Many medications have been used to treat obesity, but hardly any have created sustained weight losses in clinical trials, and disappointingly, no drug has been shown to be more effective than others when compared to placebo. Orlistat (a pancreatic lipase inhibitor that prevents the gut from digesting and absorbing dietary triacylglycerols) and sibutramine (a selective serotonin-norepinephrine reuptake inhibitor antidepressant that causes anorexia) are the most extensively studied drugs. The most important reason that limits the usefulness of many antiobesity drugs is related to their many, sometimes serious, side effects such as cramping and severe diarrhea (orlistat) and cardiovascular side effects and even reported deaths (sibutramine) [64]. Newer drugs such as rimonabant, which is the first of a new class of drugs that block the overactivity of the endocannabinoid system (activation of cannabinoid 1 receptors is associated with increased food intake, obesity, and dyslipidemia), have been tested in a phase III clinical trial (the RIO-Europe) where obese patients on a low calorie diet and treated daily for one year with 20 mg Rimonabant lost more than 10% of their initial weight with a concurrent improvement in their metabolic risk factors such as lipids and fasting glucose and insulin levels; importantly, there were mild and transient side effects (nausea and dizziness) associated with its use [65]. Even modest weight losses can influence obesity-associated diseases such as diabetes type 2, where a 5-6% weight loss combined with increased physical activity can reduce diabetes incidence by 58% [66].
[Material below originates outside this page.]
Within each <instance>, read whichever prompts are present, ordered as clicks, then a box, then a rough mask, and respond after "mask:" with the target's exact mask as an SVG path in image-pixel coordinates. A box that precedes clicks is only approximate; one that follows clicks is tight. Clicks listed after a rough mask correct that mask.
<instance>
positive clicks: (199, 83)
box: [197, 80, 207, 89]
There is a resurgent increase in the use of herbal extracts that induce weight loss and virtually have no side effects. One example is a Palestinian and Israeli study with 29 volunteers aged between 19 and 52 years, with an average weight of 94 kg; in this study, the volunteers ingested “Weighlevel” (a mixture of extracts of lady’s mantle, mint and olive leaves, and cumin seeds—as used in traditional Greco-Arabic and Islamic medicine) without any other changes in their diet. After 3 months of treatment, the average weight of the subjects was 84 kg and average BMI dropped from 31 to 28 kg/m2  [67]. There does not appear to be other published data on the use of pharmaceutical therapy of obesity in Arabic-speaking countries.

11. Conclusion

Development, urbanization, and improved living conditions in the Arabic-speaking countries have led to greater consumption of unhealthy food intake; accompanied by decreased physical activity, this has caused an increase in prevalence of obesity in children, adolescents, and adults, especially women. However, there is a disproportionately low priority in governmental spending aimed at increasing awareness of the devastating heath care effects of obesity. Direct spending on health care and education (schools and universities) seems to have suffered at the expense of military enrichment and industrial development. There appears to be a lack of public awareness of healthy eating habits and the interaction of diet, exercise, and chronic diseases. There are significant cultural barriers that appear to affect women more; for example, managing their diet in pregnancy and postpartum and lack of communal exercise facilities for women.